Sagging Republican fund-raising
Eyebrows were raised when the cumulative first-quarter fund-raising total ($65.7 million) for the three leading Democratic presidential contenders (Hillary Clinton, $26 million; Barack Obama, $25.7 million; John Edwards, $14 million) exceeded by 35 percent the cumulative total ($48.8 million) of the top three Republicans (Mitt Romney, $21 million; Rudy Giuliani, $14.8 million; John McCain, $13 million). Equally remarkable were the first-quarter trends by the congressional committees. While the Democratic National Committee ($16 million) lagged behind the Republican National Committee ($26 million), it is clear from the early reports that Democrats have learned how to exploit their newly gained majorities in both chambers of Congress.
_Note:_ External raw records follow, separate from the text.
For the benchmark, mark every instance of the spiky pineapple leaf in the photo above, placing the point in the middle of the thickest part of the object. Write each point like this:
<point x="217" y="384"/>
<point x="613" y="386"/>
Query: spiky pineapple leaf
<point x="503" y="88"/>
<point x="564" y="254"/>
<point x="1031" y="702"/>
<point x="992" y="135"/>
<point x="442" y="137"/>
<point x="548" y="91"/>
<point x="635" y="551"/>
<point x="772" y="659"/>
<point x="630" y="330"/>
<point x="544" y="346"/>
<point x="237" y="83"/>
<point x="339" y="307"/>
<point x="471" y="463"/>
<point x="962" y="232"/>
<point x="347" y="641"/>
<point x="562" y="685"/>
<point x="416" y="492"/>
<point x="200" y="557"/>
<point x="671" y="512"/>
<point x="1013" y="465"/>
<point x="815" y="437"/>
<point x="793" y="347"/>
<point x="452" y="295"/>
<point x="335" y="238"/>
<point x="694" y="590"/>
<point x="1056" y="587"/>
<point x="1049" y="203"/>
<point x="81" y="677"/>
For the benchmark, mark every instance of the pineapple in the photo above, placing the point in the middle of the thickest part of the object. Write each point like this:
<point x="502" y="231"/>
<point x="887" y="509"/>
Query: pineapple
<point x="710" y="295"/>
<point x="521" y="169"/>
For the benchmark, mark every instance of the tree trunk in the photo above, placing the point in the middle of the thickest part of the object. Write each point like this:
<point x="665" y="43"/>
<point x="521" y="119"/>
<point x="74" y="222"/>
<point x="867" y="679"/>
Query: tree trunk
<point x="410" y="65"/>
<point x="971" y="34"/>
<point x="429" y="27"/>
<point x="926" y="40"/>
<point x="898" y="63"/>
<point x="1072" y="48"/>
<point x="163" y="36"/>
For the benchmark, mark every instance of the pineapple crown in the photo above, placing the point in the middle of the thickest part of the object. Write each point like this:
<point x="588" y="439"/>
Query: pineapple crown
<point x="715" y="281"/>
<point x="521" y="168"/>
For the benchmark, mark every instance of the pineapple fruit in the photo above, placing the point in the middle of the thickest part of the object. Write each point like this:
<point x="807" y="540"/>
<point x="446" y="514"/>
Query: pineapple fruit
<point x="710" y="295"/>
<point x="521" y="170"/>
For the first quarter of 2007, the Democratic Congressional Campaign Committee (DCCC) raised $19 million — $3 million more than the National Republican Congressional Committee (NRCC). By way of comparison, during the first quarter of 2005 the NRCC raised $20 million, which was 60 percent more than the $12.5 million raised by the DCCC. During the entire 2003-04 period, which was the first election cycle when national party committees were banned from raising unlimited “soft-money” contributions from corporations, labor unions and wealthy individuals, the NRCC raised twice as much ($186 million) in limited, regulated “hard-money” donations as the DCCC received ($93 million). For the entire 2005-06 cycle, the NRCC total marginally declined to $180 million while the DCCC’s total soared by more than 50 percent to $140 million, which was still $40 million below the NRCC total. Having gained 30 House seats in the 2006 election and their first majority since the 1992 election, Democrats are now in a position to exploit their 100 percent control of all committee and subcommittee chairmanships, which will serve as dollar magnets for the DCCC. There will be no repeat of the pre-1995 pattern when the minority-party NRCC raised $95.3 million in hard money (1989-1994), while the majority-party DCCC raised only $41.3 million in hard dollars.
The Democratic Senatorial Campaign Committee (DSCC), despite the party’s minority status in the Senate during the previous two election cycles, still managed to outraise the National Republican Senatorial Committee (NRSC) both times ($89 million to $79 million in 2003-04 and $121 million to $89 million in 200506). During the first quarter of 2007, the DSCC raised $14 million — twice the money collected by the NRSC. Republicans must defend 21 of the 33 Senate seats in play in 2008. If, as appears likely, the DSCC cleans the NRSC’s clock once again on the fund-raising front, the 2008 Senate elections could get very ugly for Republicans.